Bisect Experiment at the PR Level

Posted on May 12, 2026
Tags: nix, forge action, auto update

I maintain the SelfHostBlocks project. It relies on nixos/nixpkgs/unstable as its sole dependency and it attempts to follow the latest commit as close as possible.

If you’re wondering why, it’s because I like the shiny new stuff.

First Automation Attempt

To automate this update process, I initially created a crude workflow which worked like follows:

  1. Workflow runs at midnight. It runs nix flake update nixpkgs and if this results in a change in the flake.lock file, it commits that and creates a PR with the automerge label. If a PR already exists, it instead force pushes to that PR.
  2. When the PR is created with the automerge label, the auto-merge feature of Github gets activated.
  3. Custom NixOS VM tests run on this PR and if they all succeed, the flake.lock update PR gets merged automatically.
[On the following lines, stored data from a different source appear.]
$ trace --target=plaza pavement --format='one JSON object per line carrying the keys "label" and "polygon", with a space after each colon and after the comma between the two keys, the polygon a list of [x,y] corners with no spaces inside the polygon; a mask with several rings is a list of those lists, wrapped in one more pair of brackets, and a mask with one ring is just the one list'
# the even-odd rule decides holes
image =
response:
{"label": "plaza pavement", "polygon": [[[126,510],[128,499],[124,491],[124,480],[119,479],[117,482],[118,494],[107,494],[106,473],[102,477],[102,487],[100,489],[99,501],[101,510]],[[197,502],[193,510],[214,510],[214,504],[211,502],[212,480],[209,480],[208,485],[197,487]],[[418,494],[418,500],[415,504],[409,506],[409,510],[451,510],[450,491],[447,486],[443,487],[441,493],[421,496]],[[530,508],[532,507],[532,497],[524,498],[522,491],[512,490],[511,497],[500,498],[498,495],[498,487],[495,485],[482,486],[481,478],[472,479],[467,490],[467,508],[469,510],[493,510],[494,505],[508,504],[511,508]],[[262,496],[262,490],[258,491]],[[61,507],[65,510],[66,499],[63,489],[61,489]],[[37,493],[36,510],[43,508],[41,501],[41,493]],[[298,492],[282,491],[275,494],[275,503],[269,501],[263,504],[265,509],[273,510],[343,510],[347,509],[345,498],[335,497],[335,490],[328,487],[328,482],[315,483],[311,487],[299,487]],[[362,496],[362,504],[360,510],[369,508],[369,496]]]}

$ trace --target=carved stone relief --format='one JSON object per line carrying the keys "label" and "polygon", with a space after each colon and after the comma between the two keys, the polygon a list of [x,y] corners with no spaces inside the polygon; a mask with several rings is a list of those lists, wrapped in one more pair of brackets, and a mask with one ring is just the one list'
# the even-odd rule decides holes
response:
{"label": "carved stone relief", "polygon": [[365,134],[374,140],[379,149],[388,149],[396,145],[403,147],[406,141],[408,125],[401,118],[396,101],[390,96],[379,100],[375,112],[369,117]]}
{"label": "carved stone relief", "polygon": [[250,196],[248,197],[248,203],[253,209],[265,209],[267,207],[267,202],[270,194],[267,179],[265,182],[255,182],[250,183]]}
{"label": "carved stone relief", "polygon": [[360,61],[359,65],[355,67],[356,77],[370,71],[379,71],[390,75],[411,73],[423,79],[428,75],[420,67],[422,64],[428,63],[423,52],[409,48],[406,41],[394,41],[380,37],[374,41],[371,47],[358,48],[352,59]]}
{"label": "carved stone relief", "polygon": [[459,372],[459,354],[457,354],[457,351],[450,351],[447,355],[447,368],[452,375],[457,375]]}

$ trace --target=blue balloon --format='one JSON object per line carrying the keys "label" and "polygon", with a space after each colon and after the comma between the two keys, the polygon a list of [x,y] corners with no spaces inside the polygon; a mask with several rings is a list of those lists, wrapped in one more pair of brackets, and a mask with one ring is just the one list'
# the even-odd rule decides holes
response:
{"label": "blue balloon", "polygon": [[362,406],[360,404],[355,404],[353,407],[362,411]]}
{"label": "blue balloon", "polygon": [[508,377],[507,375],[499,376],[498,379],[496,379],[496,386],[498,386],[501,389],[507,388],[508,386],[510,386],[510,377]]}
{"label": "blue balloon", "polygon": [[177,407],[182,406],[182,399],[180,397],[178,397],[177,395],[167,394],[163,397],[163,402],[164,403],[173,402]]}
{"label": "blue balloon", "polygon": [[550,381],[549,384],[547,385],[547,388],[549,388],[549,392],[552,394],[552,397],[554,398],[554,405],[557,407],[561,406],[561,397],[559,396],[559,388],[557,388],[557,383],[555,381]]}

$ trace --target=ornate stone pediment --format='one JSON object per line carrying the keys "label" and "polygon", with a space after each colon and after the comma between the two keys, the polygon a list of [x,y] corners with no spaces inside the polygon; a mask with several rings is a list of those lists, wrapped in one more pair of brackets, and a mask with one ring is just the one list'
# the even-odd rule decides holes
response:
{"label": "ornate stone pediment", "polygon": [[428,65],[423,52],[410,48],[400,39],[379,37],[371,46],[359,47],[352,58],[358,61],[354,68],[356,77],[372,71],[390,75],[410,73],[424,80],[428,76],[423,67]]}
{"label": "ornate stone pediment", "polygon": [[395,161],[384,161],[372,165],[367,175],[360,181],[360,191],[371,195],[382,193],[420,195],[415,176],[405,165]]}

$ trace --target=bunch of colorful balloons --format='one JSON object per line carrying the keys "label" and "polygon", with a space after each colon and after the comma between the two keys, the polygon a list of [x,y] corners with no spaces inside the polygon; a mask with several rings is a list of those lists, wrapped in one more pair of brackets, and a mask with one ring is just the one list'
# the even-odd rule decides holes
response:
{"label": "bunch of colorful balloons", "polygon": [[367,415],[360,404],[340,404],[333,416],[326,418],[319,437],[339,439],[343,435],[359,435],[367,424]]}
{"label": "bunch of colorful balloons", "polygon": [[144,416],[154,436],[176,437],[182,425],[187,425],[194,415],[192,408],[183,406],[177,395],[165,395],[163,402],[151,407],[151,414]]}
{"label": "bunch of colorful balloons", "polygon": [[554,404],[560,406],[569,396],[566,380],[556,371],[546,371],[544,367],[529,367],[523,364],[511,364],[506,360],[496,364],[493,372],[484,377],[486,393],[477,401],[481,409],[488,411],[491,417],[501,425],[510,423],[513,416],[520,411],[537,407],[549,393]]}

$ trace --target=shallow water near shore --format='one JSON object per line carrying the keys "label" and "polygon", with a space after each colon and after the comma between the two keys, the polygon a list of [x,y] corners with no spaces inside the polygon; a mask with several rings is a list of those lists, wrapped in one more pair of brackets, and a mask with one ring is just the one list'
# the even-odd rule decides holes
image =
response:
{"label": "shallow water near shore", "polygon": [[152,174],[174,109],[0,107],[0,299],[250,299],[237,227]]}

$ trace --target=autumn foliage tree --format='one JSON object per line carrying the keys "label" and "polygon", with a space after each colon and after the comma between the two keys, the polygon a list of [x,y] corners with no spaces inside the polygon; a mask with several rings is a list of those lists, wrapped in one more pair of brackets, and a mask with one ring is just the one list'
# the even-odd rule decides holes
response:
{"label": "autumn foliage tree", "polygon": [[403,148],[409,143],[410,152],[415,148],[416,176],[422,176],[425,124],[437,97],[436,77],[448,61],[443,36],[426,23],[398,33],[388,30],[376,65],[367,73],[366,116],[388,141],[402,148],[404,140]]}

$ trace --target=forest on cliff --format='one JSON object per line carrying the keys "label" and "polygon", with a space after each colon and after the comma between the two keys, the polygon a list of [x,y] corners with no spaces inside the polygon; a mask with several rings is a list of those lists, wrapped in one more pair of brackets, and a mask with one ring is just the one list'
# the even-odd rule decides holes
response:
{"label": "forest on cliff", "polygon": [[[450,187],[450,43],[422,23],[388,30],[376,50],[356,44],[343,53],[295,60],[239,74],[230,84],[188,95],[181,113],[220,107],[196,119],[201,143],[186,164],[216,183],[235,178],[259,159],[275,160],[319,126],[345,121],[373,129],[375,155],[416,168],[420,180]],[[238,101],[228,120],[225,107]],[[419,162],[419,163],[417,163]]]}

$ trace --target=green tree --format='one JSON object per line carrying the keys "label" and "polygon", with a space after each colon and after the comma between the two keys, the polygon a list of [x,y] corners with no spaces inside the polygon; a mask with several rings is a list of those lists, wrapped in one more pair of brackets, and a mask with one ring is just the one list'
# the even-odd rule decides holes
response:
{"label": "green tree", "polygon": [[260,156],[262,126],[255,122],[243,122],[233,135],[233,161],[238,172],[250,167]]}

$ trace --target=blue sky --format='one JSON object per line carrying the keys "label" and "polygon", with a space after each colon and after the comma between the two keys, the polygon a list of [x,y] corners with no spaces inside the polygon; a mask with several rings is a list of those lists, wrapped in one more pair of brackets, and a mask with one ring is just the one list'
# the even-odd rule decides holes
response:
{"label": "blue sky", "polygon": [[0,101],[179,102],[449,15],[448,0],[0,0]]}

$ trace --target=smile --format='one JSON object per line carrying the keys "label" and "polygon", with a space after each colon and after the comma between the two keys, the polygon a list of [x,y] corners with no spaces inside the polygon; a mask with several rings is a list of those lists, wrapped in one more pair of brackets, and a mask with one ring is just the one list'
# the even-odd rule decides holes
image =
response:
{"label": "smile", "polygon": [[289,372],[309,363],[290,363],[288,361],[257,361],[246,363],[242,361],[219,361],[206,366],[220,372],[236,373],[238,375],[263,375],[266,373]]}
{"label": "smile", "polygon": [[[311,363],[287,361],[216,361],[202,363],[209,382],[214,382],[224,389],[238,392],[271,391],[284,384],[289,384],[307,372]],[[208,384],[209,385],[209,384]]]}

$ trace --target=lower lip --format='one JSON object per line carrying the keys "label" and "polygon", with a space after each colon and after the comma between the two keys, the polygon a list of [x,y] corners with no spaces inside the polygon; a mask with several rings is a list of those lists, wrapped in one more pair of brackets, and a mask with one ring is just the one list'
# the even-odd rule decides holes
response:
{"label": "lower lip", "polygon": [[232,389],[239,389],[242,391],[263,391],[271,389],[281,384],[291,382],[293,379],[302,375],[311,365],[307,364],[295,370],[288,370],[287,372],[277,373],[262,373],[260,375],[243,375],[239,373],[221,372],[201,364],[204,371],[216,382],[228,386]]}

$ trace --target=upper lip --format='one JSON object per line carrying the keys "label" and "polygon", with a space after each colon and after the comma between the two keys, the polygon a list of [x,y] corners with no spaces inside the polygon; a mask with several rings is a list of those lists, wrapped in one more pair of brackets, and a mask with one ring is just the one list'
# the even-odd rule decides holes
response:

I wrote more extensively about this in another blog post.

Naive Commit Selection

Although this is automated and did produce PRs that get auto-merged, more often than not the commit selection is too naive. Constantly trying to update to the tip of unstable can lead to test failure.

The most frequent reasons for failure are:

  1. A package I rely on cannot be built.
  2. A module option got updated leading to some breaking change.
  3. The behavior of a module changed and broke an assumption I had.
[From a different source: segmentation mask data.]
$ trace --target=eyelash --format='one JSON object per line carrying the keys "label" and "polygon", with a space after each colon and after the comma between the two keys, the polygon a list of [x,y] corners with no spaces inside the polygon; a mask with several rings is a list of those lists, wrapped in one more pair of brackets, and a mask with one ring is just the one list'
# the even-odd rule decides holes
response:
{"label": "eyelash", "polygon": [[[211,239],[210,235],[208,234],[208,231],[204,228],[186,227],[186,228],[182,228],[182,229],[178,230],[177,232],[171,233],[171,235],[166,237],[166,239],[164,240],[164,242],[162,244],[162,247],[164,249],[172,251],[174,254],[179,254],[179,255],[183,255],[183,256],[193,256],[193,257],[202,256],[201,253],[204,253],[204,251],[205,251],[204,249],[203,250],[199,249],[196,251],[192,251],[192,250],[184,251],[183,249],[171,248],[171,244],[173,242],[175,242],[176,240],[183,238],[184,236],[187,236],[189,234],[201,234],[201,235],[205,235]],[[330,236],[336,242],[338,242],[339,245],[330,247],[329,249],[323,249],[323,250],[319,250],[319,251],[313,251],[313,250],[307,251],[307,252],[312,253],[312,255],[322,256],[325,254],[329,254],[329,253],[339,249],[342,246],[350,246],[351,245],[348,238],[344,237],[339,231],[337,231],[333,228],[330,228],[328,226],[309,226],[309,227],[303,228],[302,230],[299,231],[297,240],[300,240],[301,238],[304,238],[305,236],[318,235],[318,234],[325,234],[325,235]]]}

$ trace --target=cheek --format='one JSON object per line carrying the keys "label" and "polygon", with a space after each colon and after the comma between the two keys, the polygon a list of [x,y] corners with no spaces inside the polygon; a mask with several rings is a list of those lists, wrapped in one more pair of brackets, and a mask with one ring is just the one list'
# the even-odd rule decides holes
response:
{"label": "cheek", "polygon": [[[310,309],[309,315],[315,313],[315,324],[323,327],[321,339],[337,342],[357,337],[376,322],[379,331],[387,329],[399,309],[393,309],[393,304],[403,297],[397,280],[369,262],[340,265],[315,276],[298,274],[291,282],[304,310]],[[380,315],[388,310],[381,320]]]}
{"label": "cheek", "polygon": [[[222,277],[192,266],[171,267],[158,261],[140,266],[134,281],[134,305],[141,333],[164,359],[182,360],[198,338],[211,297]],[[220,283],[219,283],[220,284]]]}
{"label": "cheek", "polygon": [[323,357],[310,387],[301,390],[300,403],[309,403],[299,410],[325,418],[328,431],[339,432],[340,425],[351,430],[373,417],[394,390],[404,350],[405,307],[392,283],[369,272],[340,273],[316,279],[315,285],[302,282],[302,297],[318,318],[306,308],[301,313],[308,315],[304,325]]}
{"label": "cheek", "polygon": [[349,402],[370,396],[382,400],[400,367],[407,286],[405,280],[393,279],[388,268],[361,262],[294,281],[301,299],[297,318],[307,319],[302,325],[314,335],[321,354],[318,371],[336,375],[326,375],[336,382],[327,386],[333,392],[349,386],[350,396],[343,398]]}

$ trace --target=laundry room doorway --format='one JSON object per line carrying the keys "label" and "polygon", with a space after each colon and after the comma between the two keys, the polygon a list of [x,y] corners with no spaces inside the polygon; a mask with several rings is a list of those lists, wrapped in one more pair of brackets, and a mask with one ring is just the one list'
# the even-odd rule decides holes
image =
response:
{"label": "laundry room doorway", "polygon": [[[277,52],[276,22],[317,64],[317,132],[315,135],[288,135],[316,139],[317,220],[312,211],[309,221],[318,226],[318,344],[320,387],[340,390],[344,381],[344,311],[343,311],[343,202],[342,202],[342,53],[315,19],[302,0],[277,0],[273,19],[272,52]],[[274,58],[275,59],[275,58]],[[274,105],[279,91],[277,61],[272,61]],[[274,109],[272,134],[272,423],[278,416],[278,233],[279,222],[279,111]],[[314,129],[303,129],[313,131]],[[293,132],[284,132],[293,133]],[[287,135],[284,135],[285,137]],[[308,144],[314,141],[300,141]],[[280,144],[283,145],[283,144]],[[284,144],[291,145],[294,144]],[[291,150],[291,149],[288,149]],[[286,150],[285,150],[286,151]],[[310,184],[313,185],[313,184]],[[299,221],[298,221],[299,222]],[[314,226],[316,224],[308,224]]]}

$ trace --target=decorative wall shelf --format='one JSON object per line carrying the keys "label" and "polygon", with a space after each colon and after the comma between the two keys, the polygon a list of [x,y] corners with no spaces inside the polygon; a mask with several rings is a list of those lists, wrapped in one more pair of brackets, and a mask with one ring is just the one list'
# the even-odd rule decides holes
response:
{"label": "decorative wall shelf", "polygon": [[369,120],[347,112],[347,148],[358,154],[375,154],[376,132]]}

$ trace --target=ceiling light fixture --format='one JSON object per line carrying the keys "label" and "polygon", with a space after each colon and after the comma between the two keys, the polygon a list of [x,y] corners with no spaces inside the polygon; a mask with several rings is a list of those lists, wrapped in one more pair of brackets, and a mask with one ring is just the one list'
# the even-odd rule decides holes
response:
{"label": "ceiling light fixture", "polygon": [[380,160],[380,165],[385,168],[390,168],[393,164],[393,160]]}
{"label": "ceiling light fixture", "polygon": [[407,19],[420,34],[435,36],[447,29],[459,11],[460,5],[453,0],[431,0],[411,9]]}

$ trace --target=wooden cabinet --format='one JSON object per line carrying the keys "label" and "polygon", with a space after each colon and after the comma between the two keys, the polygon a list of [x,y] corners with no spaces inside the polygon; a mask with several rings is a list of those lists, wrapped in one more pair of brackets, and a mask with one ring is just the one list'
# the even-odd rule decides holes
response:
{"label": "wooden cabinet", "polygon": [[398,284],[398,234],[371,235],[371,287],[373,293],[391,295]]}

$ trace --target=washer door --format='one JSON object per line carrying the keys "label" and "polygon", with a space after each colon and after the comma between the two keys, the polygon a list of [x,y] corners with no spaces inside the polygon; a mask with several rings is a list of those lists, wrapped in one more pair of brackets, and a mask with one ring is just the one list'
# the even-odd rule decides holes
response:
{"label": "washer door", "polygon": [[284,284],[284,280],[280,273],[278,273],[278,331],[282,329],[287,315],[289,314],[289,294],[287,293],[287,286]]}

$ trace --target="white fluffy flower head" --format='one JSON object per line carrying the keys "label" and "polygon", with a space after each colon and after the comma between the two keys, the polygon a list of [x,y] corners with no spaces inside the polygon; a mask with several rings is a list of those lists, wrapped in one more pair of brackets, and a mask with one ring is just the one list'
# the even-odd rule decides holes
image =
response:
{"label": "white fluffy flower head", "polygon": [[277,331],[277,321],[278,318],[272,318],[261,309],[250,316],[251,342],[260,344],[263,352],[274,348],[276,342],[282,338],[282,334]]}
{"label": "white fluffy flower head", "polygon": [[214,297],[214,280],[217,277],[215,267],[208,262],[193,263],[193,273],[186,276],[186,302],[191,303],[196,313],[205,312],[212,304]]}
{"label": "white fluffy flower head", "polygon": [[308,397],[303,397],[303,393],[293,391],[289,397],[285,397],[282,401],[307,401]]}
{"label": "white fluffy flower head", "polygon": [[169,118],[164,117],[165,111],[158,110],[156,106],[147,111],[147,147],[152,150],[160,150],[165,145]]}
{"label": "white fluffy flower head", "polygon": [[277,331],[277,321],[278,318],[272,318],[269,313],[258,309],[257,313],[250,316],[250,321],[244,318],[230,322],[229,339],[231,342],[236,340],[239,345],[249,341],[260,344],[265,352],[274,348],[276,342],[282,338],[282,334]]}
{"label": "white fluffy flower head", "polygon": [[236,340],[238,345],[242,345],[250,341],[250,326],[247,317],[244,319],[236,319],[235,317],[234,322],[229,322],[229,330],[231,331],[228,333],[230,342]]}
The workflow being naive does not realize the PR it had created has a failure and it will happily update the flake.lock file to the latest unstable commit. That might fix the failure when a package cannot be built but will never fix the other two.

So when that happens, this update PR will be failing until I take a look at it which is annoying.

Smarter Commit Selection

I changed the workflow to check if the PR already existed and if so to check its test status.
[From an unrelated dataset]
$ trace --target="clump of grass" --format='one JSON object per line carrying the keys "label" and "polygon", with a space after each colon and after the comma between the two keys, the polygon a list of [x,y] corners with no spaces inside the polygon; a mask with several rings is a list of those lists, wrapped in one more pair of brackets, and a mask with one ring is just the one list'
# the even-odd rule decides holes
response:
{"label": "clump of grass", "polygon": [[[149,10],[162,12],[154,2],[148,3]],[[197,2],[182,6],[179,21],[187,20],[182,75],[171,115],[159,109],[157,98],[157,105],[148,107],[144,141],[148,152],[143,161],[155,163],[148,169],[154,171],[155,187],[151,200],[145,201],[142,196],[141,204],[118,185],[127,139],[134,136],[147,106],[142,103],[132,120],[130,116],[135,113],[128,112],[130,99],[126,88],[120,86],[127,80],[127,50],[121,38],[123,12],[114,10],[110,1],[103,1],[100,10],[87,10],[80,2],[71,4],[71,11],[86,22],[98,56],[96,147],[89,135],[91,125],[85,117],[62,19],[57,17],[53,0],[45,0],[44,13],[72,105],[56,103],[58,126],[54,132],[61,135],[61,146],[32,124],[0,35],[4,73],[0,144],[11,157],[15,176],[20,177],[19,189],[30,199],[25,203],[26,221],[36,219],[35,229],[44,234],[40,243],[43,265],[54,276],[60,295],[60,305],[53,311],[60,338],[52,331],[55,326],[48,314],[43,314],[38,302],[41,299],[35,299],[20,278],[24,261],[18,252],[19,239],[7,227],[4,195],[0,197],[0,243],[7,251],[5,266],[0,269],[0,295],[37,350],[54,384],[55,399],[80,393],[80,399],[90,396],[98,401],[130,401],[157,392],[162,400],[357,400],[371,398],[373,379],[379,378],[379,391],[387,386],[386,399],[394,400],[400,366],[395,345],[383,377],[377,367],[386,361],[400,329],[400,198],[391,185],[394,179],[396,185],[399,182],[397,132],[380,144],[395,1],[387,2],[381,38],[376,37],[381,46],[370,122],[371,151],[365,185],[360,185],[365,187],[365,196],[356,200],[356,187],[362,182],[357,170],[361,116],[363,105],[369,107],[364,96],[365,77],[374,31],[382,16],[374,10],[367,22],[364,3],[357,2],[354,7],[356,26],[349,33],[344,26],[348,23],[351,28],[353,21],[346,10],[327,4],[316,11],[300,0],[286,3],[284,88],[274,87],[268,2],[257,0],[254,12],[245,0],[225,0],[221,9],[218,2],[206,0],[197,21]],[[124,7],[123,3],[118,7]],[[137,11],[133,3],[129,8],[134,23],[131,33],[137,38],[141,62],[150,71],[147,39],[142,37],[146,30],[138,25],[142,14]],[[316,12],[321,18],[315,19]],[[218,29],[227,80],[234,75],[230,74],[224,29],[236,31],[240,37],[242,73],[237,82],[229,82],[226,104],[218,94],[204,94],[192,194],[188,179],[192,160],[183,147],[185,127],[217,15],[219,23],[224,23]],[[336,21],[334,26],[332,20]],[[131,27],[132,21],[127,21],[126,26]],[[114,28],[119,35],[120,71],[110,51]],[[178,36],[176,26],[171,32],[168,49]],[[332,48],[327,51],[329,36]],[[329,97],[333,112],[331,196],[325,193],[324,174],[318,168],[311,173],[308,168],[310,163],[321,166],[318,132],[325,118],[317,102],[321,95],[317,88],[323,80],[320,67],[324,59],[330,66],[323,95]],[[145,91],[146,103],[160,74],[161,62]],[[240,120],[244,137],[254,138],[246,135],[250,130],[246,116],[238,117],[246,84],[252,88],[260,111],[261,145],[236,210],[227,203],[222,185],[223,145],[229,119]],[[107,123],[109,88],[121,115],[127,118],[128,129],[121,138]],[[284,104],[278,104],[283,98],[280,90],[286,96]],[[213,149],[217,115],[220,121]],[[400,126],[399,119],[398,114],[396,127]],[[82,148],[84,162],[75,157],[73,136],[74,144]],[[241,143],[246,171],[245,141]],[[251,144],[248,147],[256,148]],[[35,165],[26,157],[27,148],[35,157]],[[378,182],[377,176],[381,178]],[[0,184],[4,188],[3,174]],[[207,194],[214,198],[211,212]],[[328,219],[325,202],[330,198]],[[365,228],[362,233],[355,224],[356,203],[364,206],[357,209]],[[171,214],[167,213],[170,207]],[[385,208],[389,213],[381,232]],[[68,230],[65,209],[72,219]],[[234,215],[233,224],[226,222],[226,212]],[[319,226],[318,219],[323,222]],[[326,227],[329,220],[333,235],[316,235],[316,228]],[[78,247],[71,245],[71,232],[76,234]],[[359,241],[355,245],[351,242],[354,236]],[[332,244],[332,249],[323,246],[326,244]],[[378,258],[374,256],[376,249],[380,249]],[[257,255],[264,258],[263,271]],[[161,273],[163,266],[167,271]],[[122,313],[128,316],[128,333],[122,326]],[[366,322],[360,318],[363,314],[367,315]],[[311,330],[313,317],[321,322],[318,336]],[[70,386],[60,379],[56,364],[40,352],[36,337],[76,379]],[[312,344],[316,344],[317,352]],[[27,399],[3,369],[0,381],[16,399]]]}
If the tests are failing, it will then clone the nixpkgs repo and choose the commit in the middle between the last good commit (the tip of my project’s main branch) and the latest failing commit (the PR’s nixpkgs commit).

It then uses this new middle commit to run a flake update similarly as before and pushes that change to the existing PR.

nix flake update nixpkgs \
  --override-input \
    nixpkgs \
    github:nixos/nixpkgs/$commit

If the PR still fails, on next run it will choose again a commit in the middle between the last good commit and the last failing one.

If the PR succeeds, then it gets auto-merged and the cycle repeats. The workflow will see no PR is opened so it will update the flake.lock file using the latest commit on unstable.

If the tests in the PR continuously fail, there might be no more commit to bisect on as the good commit will become the parent of bad commit. In that case, the workflow will go back to the latest commit on unstable and will try anew.

Manual Run

I’m running the workflow every 3 hours but it is possible to run the workflow manually to speed up the process. This will be useful when I’m catering it and trying to fix the issues that appear.

When running the workflow manually, I also added an option to bisect a commit in the future. That is to choose a commit between the currently failing one in the PR and the tip of nixpkgs unstable.

Links

Possible Improvement

Always choosing a commit in the past is not necessarily the best strategy. It could be worth parsing the log output and figuring out what failed. Indeed, when a package fails to build, choosing a commit in the future might work too as a broken package is usually fixed in the next couple of days at most.

Choosing a commit in the future is possible thanks to the manual run mode but this could be made automatic.

Better selection of commits could be helped by using one of the tools in the wiki. Hydrasect is particularly interesting to be able to pick a commit with cached derivations.

Upstreaming

I’m not even sure this is a good idea and will be useful in practice. Time will tell.

If others still might like a tool like this, it could be extracted as its own repo but it should be made generic first. It should be able to let the user choose which flake input to update. It is hardcoded to “nixpkgs” now.

I’m also not sure how to best handle updating multiple inputs as the number of combination of commits to try would explode quickly.